Asian stock market: Off in Japan dims reaction to losses in China

  • Asian equities trade mixed despite China’s steep losses.
  • Sino-American tussle triggers risk reset, ambiguity over US fiscal plan adds to pessimism.
  • ASX 200 prints mild gains on economic projections, budget announcements.
  • A quiet day amid a light calendar and Japanese banks two-day holidays.

Asian shares alternate gains with losses amid thin liquidity and risk reset before European traders ring the bell for Thursday. The US orders to close the Chinese consulate in Houston renewed the Beijing-Washington tussle that was silent off-late. The move got additional support from the US policymakers’ struggle to offer a big phase 4 fiscal package to ward of the coronavirus (COVID-19) losses. However, the off in Japan and a light calendar beat all odds with the MSCI index of Asia-Pacific shares ex-Tokyo printing 0.06% gains by the press time.

Chinese embassy showed readiness to retaliate the Trump administration’s order to leave from Houston.
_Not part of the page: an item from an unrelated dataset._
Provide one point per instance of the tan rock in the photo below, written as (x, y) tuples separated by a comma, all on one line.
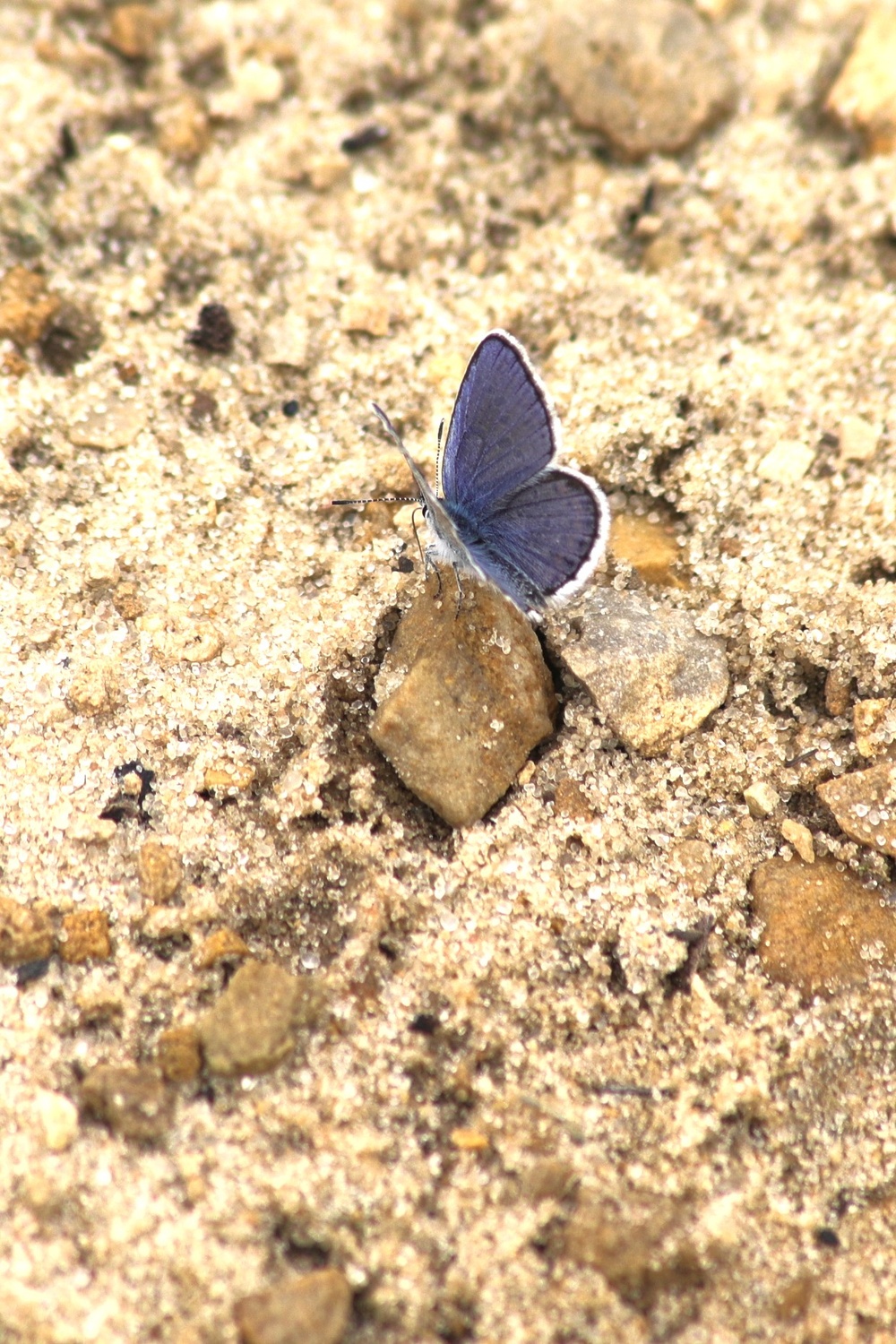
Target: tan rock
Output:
[(26, 935), (649, 74), (650, 674), (874, 728), (159, 871), (366, 314), (26, 306), (85, 935), (650, 547), (255, 1021), (857, 438), (312, 1308), (864, 804), (761, 798), (786, 462), (863, 97), (462, 698), (823, 929), (799, 836), (105, 425), (177, 1054)]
The dragon nation’s embassy also targeted the UK’s offer to citizenship to the Hong Kong residents.

On the other hand, American Senators are jostling with the options of another trillion-dollar worth of stimulus package. Recently, the decision-makers showed readiness to offer an extension of the employment benefit scheme ahead of any clear announcement on the fiscal plan. However, Politico reported cited Republicans to oppose these measures.

Elsewhere, Australian Treasures Josh Frydenberg announced economic forecasts ahead of the Finance Minister Mathias Cormann’s comments about the budget. The downbeat updates pushed S&P to cite a fear of the Pacific major’s AAA credit rating.

Amid all these plays, US stock futures struggle for a clear direction after Wall Street benchmarks offered mild gains the previous day. Though, The US 10-year Treasury yields remain stuck to 0.60% amid the absence of Japanese traders.

The lack of activity could be ascertained in the stocks of Australia, New Zealand, India and Hong Kong. However, the Chinese benchmark flash over 1.0% losses that contrasts to Indonesia’s IDX, up 0.86% to 5,153. Furthermore, South Korea’s KOSPI also drops over 0.50% amid pessimism surrounding China.

Given the light calendar and off in Japan, traders may keep eyes on the qualitative catalysts for fresh direction. In doing so, COVID-19 and US-China will be the keyword whereas fiscal policy actions from America and the US Jobless Claims may also entertain the market players.